By Charles Adingupu
As criticisms continue to mount over the gruesome killing of a man identified as Usman Buda, a butcher from Sokoto, northerner Nigeria by suspected Muslim fundamentalists for allegedly blaspheming against Prophet Muhammed, the Secretary of the Nasrul-lahi-li Fathi Society of Nigeria (NASFAT) Mission Board, Raji Abdul-Ganiyy, has condemned the act as wrong and unIslamic.
The clergyman, while criticizing the dastardly act, said it was perpetrated due mainly to a misunderstanding of the precepts of Islam.
Abdul-Ganiyy, who was speaking on Channels Television’s Sunrise Daily on Wednesday, said, “They are misunderstanding Islam, they are engaging in what we call jungle justice which is not known to Islam.”
According to the clergyman, there is no verse in the Quran that instructs one to kill despite an intolerance for blasphemy.
Lamenting the killing, he cited the murder of Deborah Samuel, a female student, who was similarly killed in Sokoto for alleged blasphemy.
The Secretary of the Nasrul-lahi-li Fathi Society of Nigeria (NASFAT) Mission Board noted that the practice of Islam should not be forcefully imposed on people but accepted willingly.
“People have to accept Islam out of conviction and if somebody chooses to renounce Islam, probably the person has a reason to do so,” Abdul-Ganiyy said.
“In a country such as this, we are not practising Sharia here, even where Sharia is practised, you will not go out there to stone the person or kill the person. There has to be a court and a judge that will say ‘This is what this person has done wrong’.
“And it is not enough to say, because the person has said I am not no longer a Muslim, the next thing you do is to call people to come around and kill him, stone or come and set him ablaze because he has renounced Islam — that is not it.”
According to him, the Quran does not in any way support a revenge mission over those who renounce or blaspheme against Islam.
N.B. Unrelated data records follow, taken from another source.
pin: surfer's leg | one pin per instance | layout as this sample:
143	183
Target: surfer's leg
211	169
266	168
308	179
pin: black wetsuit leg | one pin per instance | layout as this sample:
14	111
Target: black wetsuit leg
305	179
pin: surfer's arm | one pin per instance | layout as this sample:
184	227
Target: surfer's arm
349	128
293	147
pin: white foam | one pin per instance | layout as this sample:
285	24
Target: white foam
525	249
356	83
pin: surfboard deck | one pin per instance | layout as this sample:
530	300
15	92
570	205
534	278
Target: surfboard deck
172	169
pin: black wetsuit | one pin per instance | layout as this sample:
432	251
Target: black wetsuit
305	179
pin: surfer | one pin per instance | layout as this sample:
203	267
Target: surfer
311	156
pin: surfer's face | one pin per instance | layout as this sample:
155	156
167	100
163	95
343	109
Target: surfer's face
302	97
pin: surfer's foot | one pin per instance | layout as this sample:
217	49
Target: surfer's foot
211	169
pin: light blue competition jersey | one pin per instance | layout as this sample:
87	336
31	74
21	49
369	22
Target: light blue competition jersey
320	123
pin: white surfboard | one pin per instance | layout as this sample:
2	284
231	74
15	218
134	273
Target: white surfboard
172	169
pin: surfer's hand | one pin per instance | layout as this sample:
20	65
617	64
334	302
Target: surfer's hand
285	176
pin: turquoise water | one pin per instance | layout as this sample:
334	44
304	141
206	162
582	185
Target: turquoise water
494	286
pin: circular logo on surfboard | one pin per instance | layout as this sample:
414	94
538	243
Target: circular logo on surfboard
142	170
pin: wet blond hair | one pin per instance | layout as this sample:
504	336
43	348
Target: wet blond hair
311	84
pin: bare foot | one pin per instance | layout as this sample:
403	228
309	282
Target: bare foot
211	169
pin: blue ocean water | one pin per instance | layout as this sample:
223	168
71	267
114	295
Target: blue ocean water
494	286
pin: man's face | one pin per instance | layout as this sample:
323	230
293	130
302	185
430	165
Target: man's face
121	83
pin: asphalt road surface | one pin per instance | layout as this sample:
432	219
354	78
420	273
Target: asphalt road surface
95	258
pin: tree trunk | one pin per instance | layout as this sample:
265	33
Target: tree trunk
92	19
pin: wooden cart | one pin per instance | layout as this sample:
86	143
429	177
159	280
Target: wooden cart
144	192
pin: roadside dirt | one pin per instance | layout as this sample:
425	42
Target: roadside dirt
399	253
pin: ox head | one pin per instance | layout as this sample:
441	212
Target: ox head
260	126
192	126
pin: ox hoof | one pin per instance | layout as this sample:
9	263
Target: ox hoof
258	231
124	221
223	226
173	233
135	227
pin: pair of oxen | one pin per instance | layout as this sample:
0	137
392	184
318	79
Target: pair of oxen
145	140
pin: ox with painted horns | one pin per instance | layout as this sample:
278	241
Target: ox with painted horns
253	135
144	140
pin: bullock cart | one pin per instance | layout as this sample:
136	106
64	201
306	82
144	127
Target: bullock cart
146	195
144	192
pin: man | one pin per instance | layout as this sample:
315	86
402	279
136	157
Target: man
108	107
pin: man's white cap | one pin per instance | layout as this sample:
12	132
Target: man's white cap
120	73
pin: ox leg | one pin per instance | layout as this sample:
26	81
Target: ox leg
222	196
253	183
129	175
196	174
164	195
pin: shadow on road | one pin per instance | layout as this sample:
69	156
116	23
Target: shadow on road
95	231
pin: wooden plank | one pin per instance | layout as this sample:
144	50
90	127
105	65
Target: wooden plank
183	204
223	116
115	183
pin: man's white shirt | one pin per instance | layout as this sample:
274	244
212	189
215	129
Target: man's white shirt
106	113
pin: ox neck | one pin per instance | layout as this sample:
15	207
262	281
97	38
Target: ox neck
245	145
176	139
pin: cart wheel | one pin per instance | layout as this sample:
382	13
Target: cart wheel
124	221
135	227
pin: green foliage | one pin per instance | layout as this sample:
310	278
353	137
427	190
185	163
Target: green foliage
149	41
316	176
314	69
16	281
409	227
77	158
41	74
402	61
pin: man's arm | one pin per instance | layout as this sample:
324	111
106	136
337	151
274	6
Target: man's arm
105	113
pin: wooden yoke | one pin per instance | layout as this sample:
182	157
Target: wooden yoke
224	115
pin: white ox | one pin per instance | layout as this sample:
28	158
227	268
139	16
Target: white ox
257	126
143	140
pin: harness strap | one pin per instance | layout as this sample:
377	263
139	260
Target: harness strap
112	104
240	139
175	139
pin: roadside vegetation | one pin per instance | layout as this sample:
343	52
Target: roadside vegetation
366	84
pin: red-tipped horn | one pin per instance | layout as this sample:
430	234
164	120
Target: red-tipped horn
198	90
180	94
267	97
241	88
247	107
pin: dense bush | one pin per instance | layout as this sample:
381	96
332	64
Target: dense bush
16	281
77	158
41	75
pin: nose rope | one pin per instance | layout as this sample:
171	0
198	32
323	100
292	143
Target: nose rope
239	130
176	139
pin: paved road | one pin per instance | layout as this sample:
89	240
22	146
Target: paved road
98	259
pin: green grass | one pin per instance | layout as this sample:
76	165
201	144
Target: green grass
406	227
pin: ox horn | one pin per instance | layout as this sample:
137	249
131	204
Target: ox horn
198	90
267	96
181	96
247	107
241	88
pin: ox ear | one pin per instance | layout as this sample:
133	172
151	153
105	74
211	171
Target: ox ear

“What the Quran says is that even if you sit in a gathering where Allah or his prophets is being blasphemed, what you should do is to leave; you leave that community, not that you go and call people to kill.”
The cleric lamented the surge of religious hypocrisy and urged religious followers to imbibe and emulate what was ministered to them at their gatherings.
“People have actually not understood the true meaning of religion.
There is a world of difference between saying ‘I am religious’ and actually living up to the true meaning of being a religious person,” Abdul-Ganiyy argued.
“When you go the mosque or church to listen to their clerics and they come back to kill, to steal, that means the preaching has not been internalised in them,” he noted.